10. The Tribunal is guided by the criteria set in the case of Nicholas Kiptoo Arap Korir Salat V Independent Electoral and Boundaries Commission & 7 Others (2014) eKLR where it was held that:
a) Extension of time is not a right of a party. It is an equitable remedy that is only available to a deserving party at the discretion of the court.
b) A party who seeks for extension of time has the burden of laying the basis to the satisfaction of the court.
c) Whether the court should exercise the discretion to extend time is a consideration to be made on a case to case basis.
d) Whether there is a reasonable reason for delay, the delay should be made to the satisfaction of the court.
e) Whether there will be prejudice suffered by the Respondent if the extension is granted.
f) Whether the application for extension has been brought without undue delay.
11. The Tribunal notes that the Respondent’s demand was on 3rd September 2018, to which the Applicant objected on 26th September 2018, which objection was made within the thirty (30) days as envisaged in law. Further, the Respondent served the Applicant with an objection decision on itax on 16th November 2018 denying the Applicant’s objection.

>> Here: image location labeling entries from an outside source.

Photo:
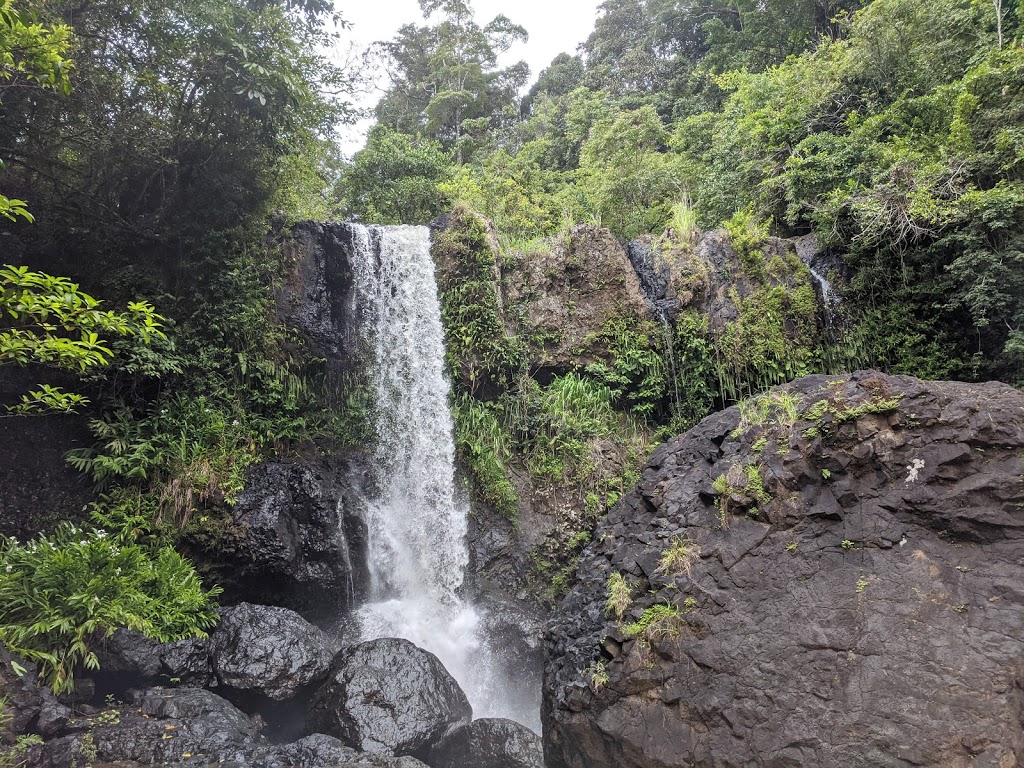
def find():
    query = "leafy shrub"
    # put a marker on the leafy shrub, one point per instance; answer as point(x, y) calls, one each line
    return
point(660, 620)
point(620, 596)
point(60, 594)
point(482, 444)
point(678, 557)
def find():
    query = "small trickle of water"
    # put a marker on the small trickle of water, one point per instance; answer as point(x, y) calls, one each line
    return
point(417, 523)
point(807, 250)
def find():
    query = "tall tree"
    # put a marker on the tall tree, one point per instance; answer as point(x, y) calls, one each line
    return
point(180, 122)
point(444, 78)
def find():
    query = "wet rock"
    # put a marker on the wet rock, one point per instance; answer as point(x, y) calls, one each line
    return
point(855, 603)
point(130, 655)
point(388, 696)
point(267, 650)
point(318, 751)
point(488, 742)
point(159, 727)
point(564, 297)
point(304, 541)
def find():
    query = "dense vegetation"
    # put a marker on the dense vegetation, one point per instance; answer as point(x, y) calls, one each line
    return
point(150, 152)
point(891, 129)
point(155, 152)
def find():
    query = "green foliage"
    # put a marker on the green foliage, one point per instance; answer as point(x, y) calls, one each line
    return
point(660, 620)
point(445, 83)
point(394, 179)
point(40, 314)
point(33, 56)
point(774, 339)
point(626, 177)
point(62, 593)
point(16, 755)
point(598, 675)
point(478, 351)
point(898, 146)
point(678, 557)
point(637, 376)
point(834, 411)
point(190, 118)
point(620, 596)
point(482, 444)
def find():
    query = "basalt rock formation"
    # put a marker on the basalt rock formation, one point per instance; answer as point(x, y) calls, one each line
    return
point(390, 697)
point(828, 574)
point(302, 539)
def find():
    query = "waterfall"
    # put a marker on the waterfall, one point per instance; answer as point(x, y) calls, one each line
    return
point(417, 522)
point(807, 250)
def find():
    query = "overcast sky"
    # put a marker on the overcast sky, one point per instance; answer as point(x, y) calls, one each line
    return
point(554, 27)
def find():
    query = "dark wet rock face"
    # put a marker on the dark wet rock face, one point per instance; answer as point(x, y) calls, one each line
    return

12. The Tribunal notes that it was not until 11th November 2019 that the Applicant filed an application to appeal out of time. This was a period of one year since the Applicant received the Respondent’s Objection Decision. We find that the Applicant slept on its laurels as the period is inordinately long in the circumstances.
13. Moreover, it is worth noting that the Applicant has averred in both its grounds and supporting affidavit filed on 11th November, 2019 that the reason for the delay was due to the mistaken impression that the Respondent was still reviewing their matter, having submitted the documents in support of their objection. However, the Tribunal notes that by the time of filling this application, the Respondent had already served the Applicant with an objection decision denying the Applicant’s objection, therefore, there was nothing still under review by the Respondent. We find that the said averment by the Applicant’s director under oath is not true.
14. In view of the foregoing, the Tribunal makes a finding that the Applicant has failed to demonstrate to its satisfaction as to the reason for its delay in filing the appeal on time.
15. Consequently, the application is unmerited and the Tribunal makes the following Orders:-
a) The application is hereby dismissed.
b) Each party to bear its costs.
DATED and DELIVERED at NAIROBI this 2nd Day of October, 2020.